Soudain, comme j’arrivais au pied de la chaîne en fer à cheval, un spectacle inattendu se présenta. La route s’arrêtait net. Et à sa place s’étalait, bien en rapport avec ce pays de légendes antiques, un chantier de rochers où, vrais fils des vieux Teutons, des ouvriers à taille d’hercule, travaillaient.

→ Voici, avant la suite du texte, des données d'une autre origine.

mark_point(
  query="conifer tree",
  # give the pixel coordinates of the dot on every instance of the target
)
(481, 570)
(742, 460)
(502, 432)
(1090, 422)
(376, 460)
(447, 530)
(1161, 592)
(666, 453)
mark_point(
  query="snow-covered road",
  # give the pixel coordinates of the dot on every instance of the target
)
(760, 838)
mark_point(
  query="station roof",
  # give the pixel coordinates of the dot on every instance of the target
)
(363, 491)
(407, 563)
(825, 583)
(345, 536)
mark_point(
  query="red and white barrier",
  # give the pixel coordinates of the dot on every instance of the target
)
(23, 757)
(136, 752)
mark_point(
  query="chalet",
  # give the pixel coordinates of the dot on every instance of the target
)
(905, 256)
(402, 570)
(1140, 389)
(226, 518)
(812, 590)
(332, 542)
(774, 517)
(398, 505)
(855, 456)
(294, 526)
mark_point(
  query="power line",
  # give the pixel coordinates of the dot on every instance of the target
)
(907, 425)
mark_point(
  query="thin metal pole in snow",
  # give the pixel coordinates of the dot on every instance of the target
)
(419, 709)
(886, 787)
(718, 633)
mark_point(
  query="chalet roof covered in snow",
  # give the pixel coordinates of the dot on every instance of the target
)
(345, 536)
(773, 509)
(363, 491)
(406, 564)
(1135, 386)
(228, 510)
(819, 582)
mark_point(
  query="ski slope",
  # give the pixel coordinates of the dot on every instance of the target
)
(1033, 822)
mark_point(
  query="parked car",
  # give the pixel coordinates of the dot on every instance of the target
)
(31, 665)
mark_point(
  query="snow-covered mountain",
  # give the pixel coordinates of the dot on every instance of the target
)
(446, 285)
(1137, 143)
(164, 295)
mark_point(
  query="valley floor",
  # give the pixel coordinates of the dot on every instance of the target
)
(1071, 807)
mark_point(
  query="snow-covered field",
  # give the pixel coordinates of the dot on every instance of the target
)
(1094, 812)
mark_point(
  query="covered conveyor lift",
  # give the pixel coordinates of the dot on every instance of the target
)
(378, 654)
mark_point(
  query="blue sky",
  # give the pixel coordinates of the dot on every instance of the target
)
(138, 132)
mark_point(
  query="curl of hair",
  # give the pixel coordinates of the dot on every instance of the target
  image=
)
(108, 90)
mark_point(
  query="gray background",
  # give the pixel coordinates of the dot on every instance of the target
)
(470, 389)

Je contemplai, stupéfait, l’aspect de ces lieux. A mon flanc gauche, se dressait la montagne; devant moi, le chantier de rochers et par delà le chantier un torrent qui se canalisait en un ruisseau assez large mais peu profond, qui coulait à ma droite. Au-dessus du torrent, un pont de bois. C’était ce pont misérable qui évidemment formait la suite de la route. Oh! ce pont formant la route de Paris-Vienne! Enfin, tout à fait à main droite, de l’autre côté du ruisseau, mais sans que le moindre pont en permît les approches, un chemin commençait, se dirigeant vers l’autre chaîne de montagnes. Le chemin que j’avais suivi se divisait donc en deux parties: la première devant moi continuait à travers les rochers par le petit pont de bois situé au-dessus du torrent; la seconde se trouvait de l’autre côté du ruisseau, à main droite, et allait se perdre dans la forêt.
En présence d’un pareil tableau: Impossible, me dis-je, oui, impossible que ma route soit celle de droite, puisque j’en suis séparé par un ruisseau torrentueux. Sans doute je pourrais, de rocher en rocher, arriver à franchir cette passe dangereuse, mais je ne suppose pas que le commun des mortels consente en général à se soumettre à cette émouvante acrobatie. Mon chemin véritable est en face, évidemment.